Mais comme il le souligne également, ces problèmes occultent « tous les facteurs novateurs de cet espace de loisir qui se voulait avant-gardiste, [aussi bien] technologiquement [que] dans le processus d’intégration aux jeux, qui ne se subissaient plus mais [...] rentraient en interaction avec leurs participants. »

Eh là qui va-là ? L'Inspecteur Gadget !

Il est extrêmement triste qu'un parc aussi novateur ait fermé. Pourtant, de nombreuses raisons l'expliquent, en premier lieu son trop faible rendement. On voulait accueillir plusieurs centaines de visiteurs par jour, dans les faits on peinait à en atteindre une dizaine les jours de semaine... Et les jours d'affluence, on en accueillait beaucoup trop, faisant saturer le parc.

Les attractions tombaient fréquemment en panne. Combien y avait-il de techniciens ? C'était un très grand espace, qui plus est réparti sur neuf étages. Le personnel était-il en nombre suffisant ? Mais surtout, les technologies employées, alors trop récentes, n'étaient pas encore suffisamment fiables. De nos jours, un parc conçu avec les mêmes technologies et idées aurait peut-être des soucis, mais en tout cas rencontrerait beaucoup moins de pannes.

Enfin, notons que le parc n'a pas assez communiqué.
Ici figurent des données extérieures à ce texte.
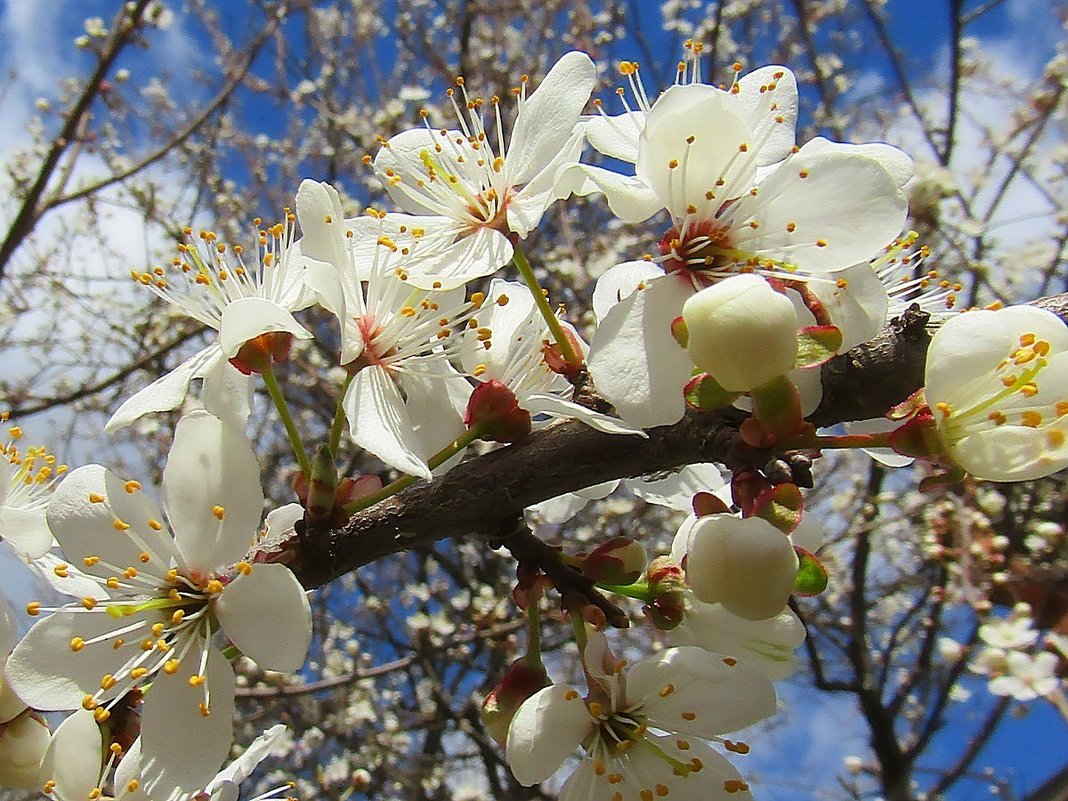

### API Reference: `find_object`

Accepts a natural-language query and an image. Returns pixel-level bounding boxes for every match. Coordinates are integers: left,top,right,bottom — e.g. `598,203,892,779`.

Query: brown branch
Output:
293,294,1068,588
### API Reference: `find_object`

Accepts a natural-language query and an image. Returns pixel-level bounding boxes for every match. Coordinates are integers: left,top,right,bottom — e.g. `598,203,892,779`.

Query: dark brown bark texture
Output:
292,294,1068,588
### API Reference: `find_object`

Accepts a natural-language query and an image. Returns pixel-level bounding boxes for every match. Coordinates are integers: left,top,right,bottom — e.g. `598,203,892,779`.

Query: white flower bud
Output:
686,515,798,621
682,274,798,392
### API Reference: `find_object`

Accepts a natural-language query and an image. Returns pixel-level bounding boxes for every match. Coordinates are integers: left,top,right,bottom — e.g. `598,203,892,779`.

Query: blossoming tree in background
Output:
0,0,1068,801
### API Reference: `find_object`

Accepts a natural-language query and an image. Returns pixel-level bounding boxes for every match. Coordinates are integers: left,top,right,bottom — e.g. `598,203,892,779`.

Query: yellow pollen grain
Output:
1020,409,1042,428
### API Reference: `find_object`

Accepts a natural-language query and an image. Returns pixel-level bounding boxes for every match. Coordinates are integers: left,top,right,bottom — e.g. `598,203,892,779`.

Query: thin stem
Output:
330,375,355,459
262,366,312,480
345,424,483,515
512,244,582,364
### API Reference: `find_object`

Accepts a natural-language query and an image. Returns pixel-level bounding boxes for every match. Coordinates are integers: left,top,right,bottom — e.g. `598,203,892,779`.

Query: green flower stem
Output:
775,431,891,451
512,242,582,364
263,367,312,480
344,425,483,515
330,375,356,458
523,595,545,670
597,581,656,603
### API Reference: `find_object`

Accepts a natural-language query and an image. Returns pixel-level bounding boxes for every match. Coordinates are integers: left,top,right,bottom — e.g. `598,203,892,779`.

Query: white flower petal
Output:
343,364,431,481
588,277,693,428
141,646,234,801
48,465,177,586
104,342,225,431
163,411,264,572
507,685,594,787
627,646,775,738
219,297,312,359
0,506,52,559
41,709,104,801
593,260,662,321
6,604,162,711
215,565,312,672
734,147,908,271
635,83,756,220
505,50,597,186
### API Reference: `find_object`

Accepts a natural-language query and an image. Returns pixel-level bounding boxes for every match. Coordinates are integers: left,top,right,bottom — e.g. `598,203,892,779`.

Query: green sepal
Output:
794,546,827,595
682,373,741,411
751,483,804,535
794,326,842,367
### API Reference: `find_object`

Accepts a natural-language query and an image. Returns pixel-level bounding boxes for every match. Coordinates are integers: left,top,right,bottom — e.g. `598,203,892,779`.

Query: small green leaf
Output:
794,546,827,595
752,484,803,535
794,326,842,367
682,373,741,411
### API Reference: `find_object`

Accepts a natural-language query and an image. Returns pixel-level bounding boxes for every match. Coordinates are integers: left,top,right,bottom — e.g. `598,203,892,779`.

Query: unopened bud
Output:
464,380,531,442
582,537,649,584
482,657,551,745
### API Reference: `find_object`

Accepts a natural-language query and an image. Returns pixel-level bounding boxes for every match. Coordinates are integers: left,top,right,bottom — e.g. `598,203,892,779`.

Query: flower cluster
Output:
0,43,1068,801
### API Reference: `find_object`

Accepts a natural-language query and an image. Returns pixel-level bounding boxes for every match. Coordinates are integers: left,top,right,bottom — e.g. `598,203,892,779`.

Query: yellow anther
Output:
1020,409,1042,428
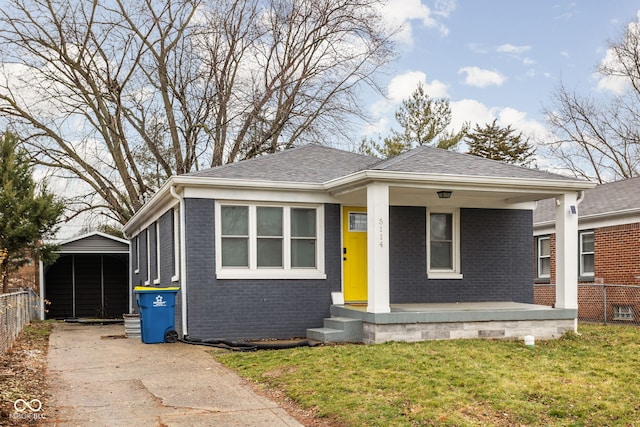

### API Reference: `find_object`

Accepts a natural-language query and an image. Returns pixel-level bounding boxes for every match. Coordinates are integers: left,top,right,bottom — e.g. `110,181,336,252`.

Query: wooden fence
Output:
0,288,39,354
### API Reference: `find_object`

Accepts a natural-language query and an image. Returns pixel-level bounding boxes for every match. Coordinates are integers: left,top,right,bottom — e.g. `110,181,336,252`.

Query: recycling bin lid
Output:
133,286,180,292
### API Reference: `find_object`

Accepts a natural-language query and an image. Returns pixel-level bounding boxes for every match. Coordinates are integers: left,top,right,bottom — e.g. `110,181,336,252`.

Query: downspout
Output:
169,185,188,336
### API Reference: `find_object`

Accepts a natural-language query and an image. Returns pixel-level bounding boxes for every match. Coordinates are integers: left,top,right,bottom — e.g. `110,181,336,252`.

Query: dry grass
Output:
215,325,640,426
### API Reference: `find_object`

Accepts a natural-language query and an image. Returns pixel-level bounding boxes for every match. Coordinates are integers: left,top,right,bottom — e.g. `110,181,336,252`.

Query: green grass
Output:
214,325,640,426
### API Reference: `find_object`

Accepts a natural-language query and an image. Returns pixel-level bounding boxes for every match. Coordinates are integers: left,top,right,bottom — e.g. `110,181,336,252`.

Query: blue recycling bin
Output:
133,286,180,344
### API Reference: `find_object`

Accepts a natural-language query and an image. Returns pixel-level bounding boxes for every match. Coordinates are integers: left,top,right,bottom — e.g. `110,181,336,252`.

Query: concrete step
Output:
307,328,344,343
307,317,362,342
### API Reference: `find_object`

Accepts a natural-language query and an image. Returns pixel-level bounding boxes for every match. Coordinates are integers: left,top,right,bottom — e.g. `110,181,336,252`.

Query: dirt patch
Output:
0,322,52,426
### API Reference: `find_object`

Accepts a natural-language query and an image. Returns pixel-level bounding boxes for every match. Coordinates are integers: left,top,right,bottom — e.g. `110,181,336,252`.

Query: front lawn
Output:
215,325,640,426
Faute de communication efficace, on ne pouvait pas s'attendre à un nombre élevé de clients.

Photo du parc à thème Planète Magique

J'étais à peine né et c'est bien dommage, car j'aurais vraiment aimé découvrir les bornes d'arcade présentes dans ce parc d'intérieur. Il n'y avait pas qu'une salle dédiée. Les bornes étaient présentes un peu partout dans le centre. On y trouvait des jeux comme Galaxy Force II Super Deluxe, Out Run, Operation Wolf, Thunder Blade, Power Drift, Toki ; bref des jeux que l'on retrouve plutôt de nos jours dans les bornes multi-jeux.

Un crédit suffisait à déclencher un jeu d'arcade. Les crédits étaient vendus par 5, au prix de 50 francs, donc environ 8 euros. Étant donné que les grosses attractions demandaient plus d'un seul crédit pour fonctionner, et étant donné le très grand nombre d'attractions, on se rend vite compte que le parc n'aurait jamais pu être viable avec un tel modèle.

Les Cités d'Or de Planète Magique

Comme le parc était en intérieur, il n'y avait pas d'urgence à la destruction de ses infrastructures et installations. On organisa des visites guidées en 2004, avant de procéder à ladite destruction. La Gaîté Lyrique est ensuite devenue un espace dédié aux arts numériques et aux musiques actuelles, et a conservé cette fonction jusqu'à nos jours.

Il y a de quoi regretter donc. La plupart des domaines explorés par ce parc trop avant-gardiste restent de nos jours accessibles ailleurs : Le Futuroscope propose une offre extrêmement technologique, les escape games existent un peu partout, et nous allons assister dans un avenir proche à l'énième renouveau des salles d'arcade. Avec toutes ses erreurs de conception, Planète Magique n'aura finalement commis que deux erreurs véritablement fatales : démolir un monument historique, et être trop en avance sur son temps.